Menção especial a Eugênio Ortega, também falecido, que foi marido de Carmen Frei e se aproximou espontânea e generosamente para proporcionar antecedentes que emanavam dos expedientes judiciais referentes ao assassinato de seu sogro, o ex presidente Eduardo Frei Montalva.

Com diferença de anos, se tratava na mesma clínica e com alguns dos mesmos médicos, e tudo parece indicar, utilizando os mesmos métodos.

O que vem agora?

Com relação ao trabalho jurídico e à luz do já estabelecido se fará o estudo para um eventual processo aos que participaram na manipulação de Pablo Neruda durante seus dias nessa clínica.

Enquanto que com os cientistas especializados, tratar de aprofundar os estudos e pesquisas sobre o encontro de novos elementos nocivos como já se tinha feito antes com relação aos estafilococos aureus. Só que agora pode ser mais rápido posto que essa bactéria foi encontrada nos laboratórios do Departamento de Antropologia da Universidade Mcmaster, de Hamilton, Ontário, Canadá.
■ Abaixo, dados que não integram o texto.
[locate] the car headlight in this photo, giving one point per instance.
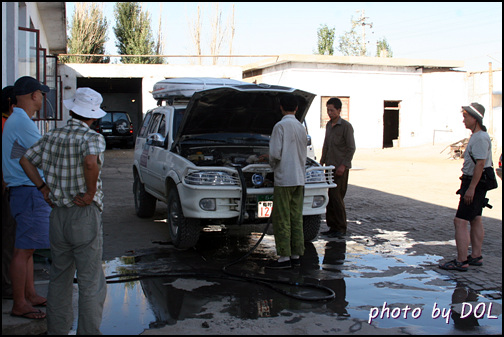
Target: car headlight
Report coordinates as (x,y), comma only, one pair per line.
(211,178)
(315,176)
Ademais, hoje temos conhecimento e confirmação judicial de outros episódios de envenenamento por agentes da ditadura de Pinochet.
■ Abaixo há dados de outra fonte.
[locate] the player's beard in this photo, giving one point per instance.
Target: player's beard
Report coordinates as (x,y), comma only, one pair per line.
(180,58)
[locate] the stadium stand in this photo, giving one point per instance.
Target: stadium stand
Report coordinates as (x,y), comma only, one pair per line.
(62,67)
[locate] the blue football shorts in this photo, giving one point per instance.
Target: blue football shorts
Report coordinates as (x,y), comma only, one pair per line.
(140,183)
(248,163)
Precisamente por esses mencionados processos é que ficamos sabendo da existência de laboratórios secretos do exército, confessados pelos próprios militares nos tribunais. O que conduz a estimar que não se tratava só de atos do químico Berríos, ou de Oyarzun ou de Michael Townley ou desse estranhíssimo “doutor Price” inventado por um dos principais culpados no caso Neruda, como é o doutor Sergio Draper.

A investigação continuará, mas o passo adiante dado pela verdade histórica no país com o informe pericial no caso Neruda, foi imenso. Constitui também um estímulo para a continuidade da heroica luta dos familiares de milhares e milhares de vítimas da ditadura que há anos buscam verdade e justiça.

Há poucos dias da morte do poeta, em 4 de outubro de 1973, na Sala Pleyel de Paris, na França, outro grande poeta, o prêmio Nobel e grande amigo de Neruda, o guatemalteco Miguel Ángel Asturias leu seu texto “Neruda Vivo” em que fala de “a diástole e a sístole de um só coração, a diástole, Allende, a sístole, Neruda”, e finaliza… “falem de tua morte, eu te proclamo vivo, eu te proclamo vivo, e ao chamado de Chile, tu respondes, presente!

Foi o que sentimos na tarde em que encerraram o encontro de cientistas. Neruda continua combatendo. Neruda vive. Está na frente e por cima do crime dos fascistas de 73, boa parte dos quais continua também na ativa.